Allah ın adaletinin tecelli ettiğini görmek sevindirici. Gerçekten dindar bir insanın herhangi bir insanın ölümüne sevineceğini düşünmüyorum ama abd vatandaşlarının remember gaza yorumlarına verdikleri tepkileri görünce müslümanlar mı barbar yoksa onlar mı anlar mısınız? Hala daha ama gazze deki çocuklar büyüyünce terörist olacaktı yazıyorlar. Çocuktu onlar yalnızca çocuk.

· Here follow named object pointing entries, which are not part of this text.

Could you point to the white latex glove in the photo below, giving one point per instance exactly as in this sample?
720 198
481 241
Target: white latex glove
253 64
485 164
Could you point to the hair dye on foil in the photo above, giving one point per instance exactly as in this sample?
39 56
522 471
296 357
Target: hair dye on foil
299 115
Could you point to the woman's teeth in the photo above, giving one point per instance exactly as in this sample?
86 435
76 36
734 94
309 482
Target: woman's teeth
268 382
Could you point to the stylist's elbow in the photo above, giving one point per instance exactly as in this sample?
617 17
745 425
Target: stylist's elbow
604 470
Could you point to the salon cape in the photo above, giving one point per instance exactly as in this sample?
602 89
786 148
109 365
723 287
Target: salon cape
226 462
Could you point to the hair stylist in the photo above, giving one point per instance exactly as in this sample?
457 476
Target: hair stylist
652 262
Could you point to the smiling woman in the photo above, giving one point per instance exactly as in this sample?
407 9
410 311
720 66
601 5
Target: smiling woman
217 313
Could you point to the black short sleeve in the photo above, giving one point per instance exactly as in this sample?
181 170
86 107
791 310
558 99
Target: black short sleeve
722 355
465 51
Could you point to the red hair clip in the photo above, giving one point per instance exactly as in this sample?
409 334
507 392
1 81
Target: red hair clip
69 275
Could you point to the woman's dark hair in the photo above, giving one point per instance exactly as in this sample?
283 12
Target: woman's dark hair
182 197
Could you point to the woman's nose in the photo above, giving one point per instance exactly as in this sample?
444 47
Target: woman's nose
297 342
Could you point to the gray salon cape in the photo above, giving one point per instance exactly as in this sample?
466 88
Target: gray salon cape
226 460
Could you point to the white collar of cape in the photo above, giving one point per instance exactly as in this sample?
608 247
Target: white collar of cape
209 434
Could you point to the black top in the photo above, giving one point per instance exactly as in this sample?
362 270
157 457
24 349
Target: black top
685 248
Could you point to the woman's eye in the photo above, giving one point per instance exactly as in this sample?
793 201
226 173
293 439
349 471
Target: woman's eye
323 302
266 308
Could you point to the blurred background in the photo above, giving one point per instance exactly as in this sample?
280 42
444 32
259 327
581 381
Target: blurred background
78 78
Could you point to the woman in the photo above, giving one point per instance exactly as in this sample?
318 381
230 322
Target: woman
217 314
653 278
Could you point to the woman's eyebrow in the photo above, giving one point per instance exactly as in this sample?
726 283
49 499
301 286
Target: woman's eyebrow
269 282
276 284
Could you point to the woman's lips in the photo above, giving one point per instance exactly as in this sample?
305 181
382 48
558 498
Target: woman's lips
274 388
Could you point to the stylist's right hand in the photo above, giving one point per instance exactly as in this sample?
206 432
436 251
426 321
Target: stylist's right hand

7 aydır sarışınım ama siyah saçı çok özledim. Yaza kadar işlem yaptırmayıp yazın siyaha dönmeyi planlıyorum. Ölmezsem tabi. Sarı saç gerçekten zor. Bir yıl ara verdiğimde saçlarım öyle güçlenmiş ve uzamıştı ki. Sağlıklı ve güçlü siyah saçı yıpranmış sarı saça tercih ederim.
Bir arkadaşım annesinin vefatından sonra tırnaklarını yemeye başlamış istemsizce. Sonra bir çözüm aramış ve jel tırnak yaptırmış. Şu an istese de yiyemez. Çok kötü kokuyormuş. Böyle bir sorunu olan kadınlar deneyebilir.
Geçen gün bir kafede oturuyorum ve arka masada oturan ufacık çocuklar şunları konuşuyordu "silahı annenden nasıl saklayacaksın?" , "o motoru sürecek ben dükkana kurşun sıkacağım, yapamayacağım sanıyor o", "kayra'yı döveceğiz" , "çakallarla dans 7'yi izledin mi? Dur anlatma bende izleyeceğim" , "abi ben namaza başlayacağım."
Gençlik nereye gidiyor? Gerçekten içlerinde bir iyilik var görüyorum hepsi de güzel çocuklar ama neden böyle işlere özeniyorlar ? Aileler ilgilenmiyor bence. Çok üzücü.